Мальчишка сорвался с балкона и разбился насмерть. Мальчишка.... Фотограф.... Двадцать один год, один в Лондоне, снимает квартиру на пятом этаже какой-то стрит. Ужасная смерть, необычная, неприличная. Нормальные люди так не умирают. А как они умирают? У себя в постели, на больничной койке, на худой конец, в ночлежке. В виде исключения, разбиваются в самолетах или тонут в холодном море, не доплыв до спасательных шлюпок. Последняя смерть, свидетелем которой был Эндрю Трипкин, была смерть его тещи. Почтенная леди страдала водянкой, она с трудом ковыляла по дому на слоновьих, раздутых ногах. Под конец ее так разнесло, что она не пролезала в дверь, лежала на диване и делала под себя. И никому в голову не приходило усомниться в ее благих намерениях оставить этот грешный мир, а, тем более, подозревать ее в злом умысле. А тут мальчишка падает с высоты, да еще в разорванных брюках, да еще с бельевой веревкой в руке. С него станется, понятное дело, полез на балкон к своей подружке.
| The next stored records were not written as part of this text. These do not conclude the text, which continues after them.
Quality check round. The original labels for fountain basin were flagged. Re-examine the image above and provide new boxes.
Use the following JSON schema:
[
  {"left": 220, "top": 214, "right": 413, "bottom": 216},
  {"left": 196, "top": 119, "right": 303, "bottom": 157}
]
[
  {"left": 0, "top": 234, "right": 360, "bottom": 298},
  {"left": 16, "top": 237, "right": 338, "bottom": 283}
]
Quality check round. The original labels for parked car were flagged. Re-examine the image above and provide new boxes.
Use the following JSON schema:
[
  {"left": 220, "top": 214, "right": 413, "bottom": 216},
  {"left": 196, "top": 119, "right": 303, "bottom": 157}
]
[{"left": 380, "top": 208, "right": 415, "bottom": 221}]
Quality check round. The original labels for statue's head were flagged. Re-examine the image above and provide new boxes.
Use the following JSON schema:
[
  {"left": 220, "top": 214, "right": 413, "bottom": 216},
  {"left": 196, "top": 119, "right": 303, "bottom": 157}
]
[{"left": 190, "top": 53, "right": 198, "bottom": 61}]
Ну еще бы, не от хорошей жизни! А как же, за легкой поживой! К тому же, он фотограф! Так, снимай же себе счастливые брачущиеся пары или грудных пупсиков на подстилках! Нет, он снимает обнаженную натуру — все одно к одному, господа присяжные! Уж очень подозрительно гибнет этот парень, стало быть, и рыло у него в пуху! И наш глупый сержант с радостью клюет на ложь, как рыба на наживку.
Итак, господа, обвинение утверждает, что покойный был, как говорится, на грани финансового краха и потому решил совершить ограбление. Но на чем основано это утверждение? На словах мисс, как ее там, Пирейра? На основании того, что покойный располагал дорогостоящей аппаратурой, приобретенной в рассрочку? На основании расходных статей в его тетради? Прошу вызвать свидетеля мистера Эндрю Трипкина!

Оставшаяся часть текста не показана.